Defesa de Serra questionou conduta de procuradores da "lava jato" de SP que tentaram reciclar fatos de competência da Justiça Eleitoral em nova ação penal
Agência Senado

Serra foi denunciado por uma suposta participação de um esquema de caixa dois de R$ 5 milhões na campanha ao Senado de 2014. Em novembro de 2020, Gilmar Mendes entendeu que a competência para julgar o caso era da Justiça Eleitoral de São Paulo que, por sua vez, declarou a extinção da punibilidade.

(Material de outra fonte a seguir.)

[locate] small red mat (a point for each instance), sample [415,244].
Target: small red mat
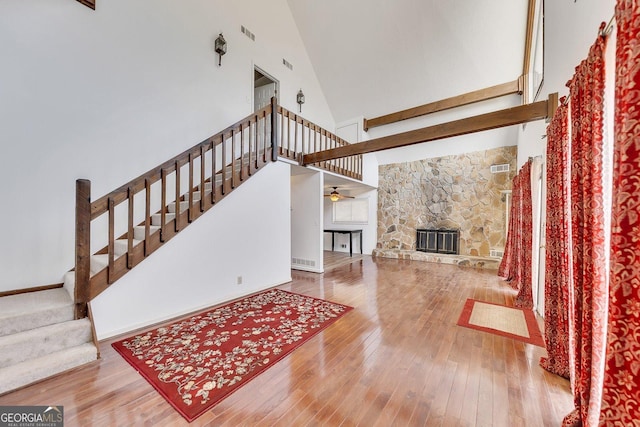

Na reclamação, a defesa de Serra, representado pelos advogados Sepúlveda Pertence e Flávia Rahal, sustenta que a atuação dos procuradores da "lava jato" paulista violou o entendimento do Supremo sobre a competência da Justiça Eleitoral para processar e julgar crimes conexos a crimes eleitorais.

Ao analisar o caso, Gilmar deu razão à defesa do tucano e que o feito violou a autoridade da decisão do Supremo no Inquérito 4.428.

Nesta semana, Gilmar também acatou reclamação provocada pelo MPE-RJ relacionada a tentativa de criar um "by-pass" do entendimento do Supremo em relação à competência da Justiça Eleitoral para julgar crimes conexos.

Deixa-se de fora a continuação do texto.